I felt the sureness in my body and my desires too, and with it came a greater willingness to lose myself in pleasure than I had allowed before. I appreciated myself so much more, cherishing what Mary Oliver so beautifully describes as “the soft animal” of my body. In doing so, I replaced the far less gratifying desire to be ‘approved of’. This desire characterised so many of my formative sexual experiences. The thrill I would feel when someone would lean in to kiss me or place their hand on my thigh was never the anticipation of a good kiss, rather the pleasure of confirming, if just for an instant, I was liked and wanted. It has taken me time to understand that good sex is as much about self discovery as it is discovering someone else.
I see that now in the lovers I had in my twenties. Not all I might add, there are a handful of excellent people that I’ve been in step with from the start. But I recognise that many people were drawn to my ‘newness’ and my inexperience, rather than anything more unique. My dates often asked very few questions about my opinions, interests or experiences, despite the fact I have always had plenty.

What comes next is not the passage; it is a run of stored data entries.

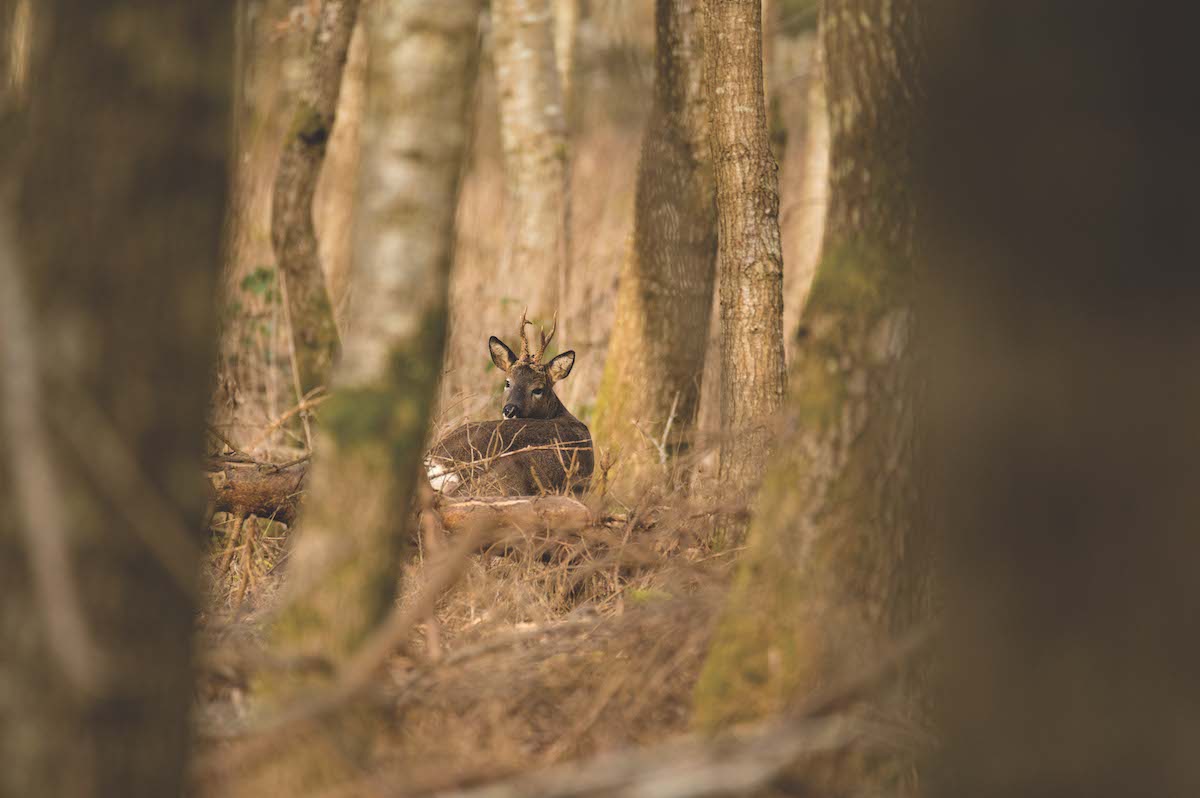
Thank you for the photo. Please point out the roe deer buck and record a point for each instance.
(537, 448)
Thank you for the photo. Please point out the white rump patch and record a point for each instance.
(439, 478)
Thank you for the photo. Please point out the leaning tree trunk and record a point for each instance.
(827, 585)
(293, 234)
(657, 355)
(750, 258)
(353, 532)
(805, 196)
(533, 132)
(111, 215)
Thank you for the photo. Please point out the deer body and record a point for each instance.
(537, 448)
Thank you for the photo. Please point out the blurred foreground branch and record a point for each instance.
(694, 767)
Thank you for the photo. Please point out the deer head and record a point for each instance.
(528, 382)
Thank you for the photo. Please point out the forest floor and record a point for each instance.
(550, 647)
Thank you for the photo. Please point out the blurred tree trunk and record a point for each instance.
(1065, 387)
(832, 577)
(750, 261)
(111, 217)
(352, 543)
(533, 132)
(657, 354)
(293, 234)
(567, 30)
(337, 187)
(805, 197)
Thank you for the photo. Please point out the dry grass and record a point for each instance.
(552, 645)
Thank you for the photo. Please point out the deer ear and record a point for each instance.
(561, 366)
(502, 355)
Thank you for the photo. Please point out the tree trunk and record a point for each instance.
(337, 187)
(354, 527)
(657, 353)
(827, 585)
(533, 132)
(1065, 336)
(111, 219)
(293, 234)
(805, 197)
(750, 259)
(567, 29)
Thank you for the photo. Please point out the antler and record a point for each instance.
(547, 339)
(525, 341)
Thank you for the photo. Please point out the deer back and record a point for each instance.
(514, 457)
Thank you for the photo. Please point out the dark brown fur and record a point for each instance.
(538, 448)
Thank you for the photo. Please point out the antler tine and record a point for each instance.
(547, 339)
(525, 340)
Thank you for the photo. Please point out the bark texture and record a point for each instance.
(533, 133)
(750, 261)
(657, 353)
(567, 30)
(807, 197)
(293, 233)
(832, 579)
(112, 207)
(354, 528)
(420, 70)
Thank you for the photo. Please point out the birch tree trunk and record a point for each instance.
(833, 577)
(567, 29)
(112, 205)
(750, 258)
(533, 133)
(807, 197)
(293, 233)
(421, 61)
(657, 353)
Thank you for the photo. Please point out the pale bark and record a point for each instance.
(657, 353)
(113, 204)
(533, 133)
(354, 527)
(805, 197)
(567, 29)
(337, 187)
(827, 586)
(750, 257)
(293, 233)
(414, 135)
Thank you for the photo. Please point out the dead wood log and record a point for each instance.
(532, 514)
(276, 492)
(263, 491)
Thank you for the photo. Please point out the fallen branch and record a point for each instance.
(276, 491)
(263, 491)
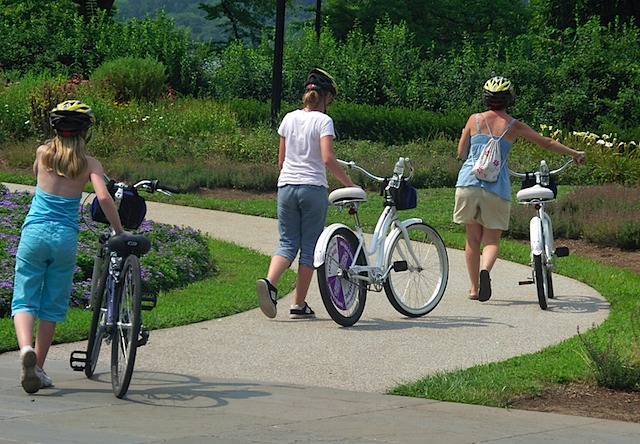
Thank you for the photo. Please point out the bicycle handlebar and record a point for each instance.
(551, 173)
(152, 186)
(148, 185)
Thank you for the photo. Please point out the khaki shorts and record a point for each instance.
(475, 205)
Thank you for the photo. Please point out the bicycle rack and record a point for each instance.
(78, 360)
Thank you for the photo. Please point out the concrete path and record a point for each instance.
(246, 378)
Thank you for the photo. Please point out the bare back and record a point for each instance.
(51, 183)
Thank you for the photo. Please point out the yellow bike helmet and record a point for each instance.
(320, 80)
(71, 118)
(497, 93)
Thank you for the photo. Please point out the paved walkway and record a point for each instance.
(246, 378)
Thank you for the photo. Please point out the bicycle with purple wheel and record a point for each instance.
(411, 263)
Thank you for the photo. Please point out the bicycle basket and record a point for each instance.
(132, 209)
(530, 180)
(405, 196)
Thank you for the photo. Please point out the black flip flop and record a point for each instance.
(485, 286)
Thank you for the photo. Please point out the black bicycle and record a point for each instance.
(117, 300)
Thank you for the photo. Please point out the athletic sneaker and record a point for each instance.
(267, 297)
(29, 379)
(45, 380)
(298, 312)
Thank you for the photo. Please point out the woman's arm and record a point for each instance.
(547, 143)
(96, 175)
(282, 151)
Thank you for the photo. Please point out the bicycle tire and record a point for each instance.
(343, 299)
(417, 289)
(97, 329)
(127, 329)
(540, 278)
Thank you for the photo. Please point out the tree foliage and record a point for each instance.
(440, 25)
(563, 14)
(245, 19)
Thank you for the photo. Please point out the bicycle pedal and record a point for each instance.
(400, 266)
(148, 302)
(144, 337)
(78, 360)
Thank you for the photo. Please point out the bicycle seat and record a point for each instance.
(535, 193)
(347, 195)
(124, 244)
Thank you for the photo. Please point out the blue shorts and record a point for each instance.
(45, 263)
(302, 210)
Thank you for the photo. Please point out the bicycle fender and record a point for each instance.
(535, 233)
(396, 232)
(321, 244)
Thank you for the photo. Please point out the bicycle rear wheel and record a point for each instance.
(414, 287)
(97, 329)
(343, 298)
(127, 329)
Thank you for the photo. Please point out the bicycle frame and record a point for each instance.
(541, 239)
(116, 292)
(380, 242)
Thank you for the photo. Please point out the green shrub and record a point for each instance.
(612, 365)
(131, 78)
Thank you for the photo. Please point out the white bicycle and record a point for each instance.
(411, 263)
(543, 250)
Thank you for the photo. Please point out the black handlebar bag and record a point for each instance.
(133, 208)
(405, 196)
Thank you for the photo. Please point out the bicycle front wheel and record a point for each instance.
(127, 328)
(97, 330)
(416, 282)
(541, 276)
(344, 298)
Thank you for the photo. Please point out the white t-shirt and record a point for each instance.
(303, 163)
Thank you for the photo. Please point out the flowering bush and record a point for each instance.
(178, 255)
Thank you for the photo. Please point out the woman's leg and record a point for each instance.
(44, 338)
(23, 323)
(490, 247)
(472, 255)
(303, 282)
(277, 266)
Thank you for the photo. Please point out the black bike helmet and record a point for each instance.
(320, 80)
(497, 93)
(71, 118)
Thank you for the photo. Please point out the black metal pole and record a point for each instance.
(276, 87)
(318, 18)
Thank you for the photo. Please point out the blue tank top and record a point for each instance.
(47, 207)
(502, 186)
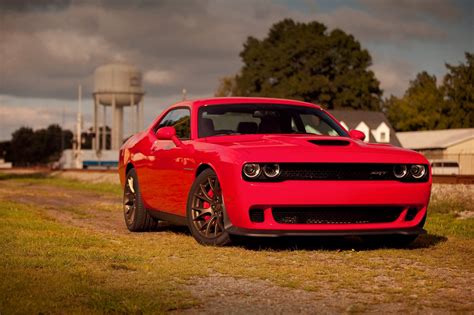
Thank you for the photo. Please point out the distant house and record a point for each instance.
(449, 145)
(374, 125)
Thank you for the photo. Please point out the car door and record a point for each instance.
(170, 171)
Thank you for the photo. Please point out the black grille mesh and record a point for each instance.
(332, 171)
(336, 215)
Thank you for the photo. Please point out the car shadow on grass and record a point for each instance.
(332, 243)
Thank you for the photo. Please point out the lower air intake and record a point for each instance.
(336, 215)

As a very young woman, it can be hard to be seen as anything other than that, even when you are so much more.
Now I can recognise how restrictive that was, and how magic it can be when people see each other more fully, rather than as mere ideals. Because we live in a horribly ageist society, and because the sex industry replicates and intensifies that, I previously nursed a quiet anxiety that once I turned 30, I would quickly feel my sexual currency dwindle, like the slow sputtering out of a fire. In reality, the opposite thing has happened. I have watched the women around me flourish into brilliant, magnetic people. I have more lovers my own age and younger than I ever have before. They ask me about my life and solicit my opinion. They tell me they’re drawn to assertiveness, confidence and honesty. And in turn I enjoy the company of people that value those things – that seek out equals, and that remain curious about other people’s inner worlds.
Because desire, the thing that makes a life worth living, is an exercise in curiosity. In all the things we do not, and cannot know, about the world, no matter how much we sprint to try and find it. All you can do is continue asking questions, and keep still long enough to hear the answer.
*The one cliche I managed to avoid entirely was getting into wild swimming, which continues, to this day, to be a freezing, boring nightmare for me.